The low time resolution of the time series data is a limitation because of loss of information on changes in the risk of mortality and the relatively low statistical power of the study. Because shifting of daylight saving time is only a minimal shift in circadian rhythm, time series data aggregated on a weekly basis could not reflect or adjust for a daily or even hourly distribution of mortality risk before versus after transition to daylight saving time, which was also noted in another time series study investigating daylight saving time.28 Mortality might be highest on the transition day to daylight saving time as well as in the following few days, with a sharp reduction in the first week, especially for cardiovascular mortality and road traffic incidents. Because this weekday-weekend pattern was not included in our study, mean weekly mortality was unlikely to be sufficiently sensitive (ie, with a relatively low statistical power) to identify associations between mortality and the shift in daylight saving time. Thus we speculate that significant increases in mortality might have been detected with the statistical methods in this study if daily or hourly time series data of deaths had been available. The low time resolution could also reduce the detection of differences in mortality risks between the east and west regions within one time zone, where this east-to-west difference might only exist for a relatively short time after the transition to daylight saving time.16 For the US, future studies might investigate changes in cause specific hospital admissions and mortality data associated with daylight saving time in Medicare and Medicaid databases with a daily or hourly based time resolution.

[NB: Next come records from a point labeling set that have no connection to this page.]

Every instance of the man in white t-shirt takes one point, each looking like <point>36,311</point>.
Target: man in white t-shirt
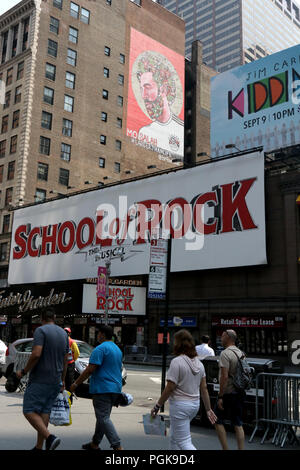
<point>203,350</point>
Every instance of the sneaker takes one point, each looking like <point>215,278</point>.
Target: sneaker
<point>52,442</point>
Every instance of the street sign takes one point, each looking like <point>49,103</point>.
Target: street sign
<point>158,269</point>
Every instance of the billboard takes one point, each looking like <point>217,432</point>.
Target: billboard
<point>216,219</point>
<point>155,110</point>
<point>257,104</point>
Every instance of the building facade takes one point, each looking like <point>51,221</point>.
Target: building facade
<point>235,32</point>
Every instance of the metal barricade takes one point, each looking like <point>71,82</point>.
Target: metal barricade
<point>279,412</point>
<point>135,353</point>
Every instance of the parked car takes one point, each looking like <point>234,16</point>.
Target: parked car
<point>3,349</point>
<point>25,346</point>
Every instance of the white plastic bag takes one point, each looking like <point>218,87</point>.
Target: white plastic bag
<point>61,410</point>
<point>155,426</point>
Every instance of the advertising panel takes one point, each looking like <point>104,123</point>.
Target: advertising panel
<point>155,112</point>
<point>216,219</point>
<point>257,104</point>
<point>121,300</point>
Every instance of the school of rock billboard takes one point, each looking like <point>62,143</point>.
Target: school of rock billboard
<point>216,220</point>
<point>155,111</point>
<point>257,104</point>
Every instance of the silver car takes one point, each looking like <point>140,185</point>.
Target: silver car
<point>25,346</point>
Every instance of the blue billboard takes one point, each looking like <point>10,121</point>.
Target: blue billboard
<point>257,104</point>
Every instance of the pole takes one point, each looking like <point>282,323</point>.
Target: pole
<point>166,321</point>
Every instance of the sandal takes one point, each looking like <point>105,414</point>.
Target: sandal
<point>89,447</point>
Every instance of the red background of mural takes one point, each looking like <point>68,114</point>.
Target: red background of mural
<point>139,43</point>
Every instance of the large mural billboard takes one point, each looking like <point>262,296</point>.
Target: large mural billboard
<point>155,111</point>
<point>257,104</point>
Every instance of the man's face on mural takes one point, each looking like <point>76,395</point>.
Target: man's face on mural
<point>151,95</point>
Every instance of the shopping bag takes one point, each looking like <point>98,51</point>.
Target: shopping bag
<point>155,426</point>
<point>61,410</point>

Although we assessed only five different causes of death in this study, circulatory diseases, malignant neoplasms, and respiratory diseases were the leading causes of death in the US, as well as in many other countries across the world, and were broadly reported among the general population. Identifying more specific causes of death that might be associated with shifts in daylight saving time are needed for further investigation.
The original dataset released by the National Center for Health Statistics covered the time period up to 2021, but we excluded data from 2020 onwards so that the effects of the covid-19 pandemic could be removed from the study. The information was collected from the whole of the US population, but the dataset used for analysis in this study was from a five year observation period, which was relatively short for a time series study. Hence further investigation with a longer study period might be needed to verify our findings.
This observational study was based on aggregated time series data, and thus causation cannot be inferred from our findings because the results might be confounded by unmeasured factors. Further studies are needed to explore the detailed relation between shifts in daylight saving time and the risk of mortality, as well as the underlying mechanisms, when data are available.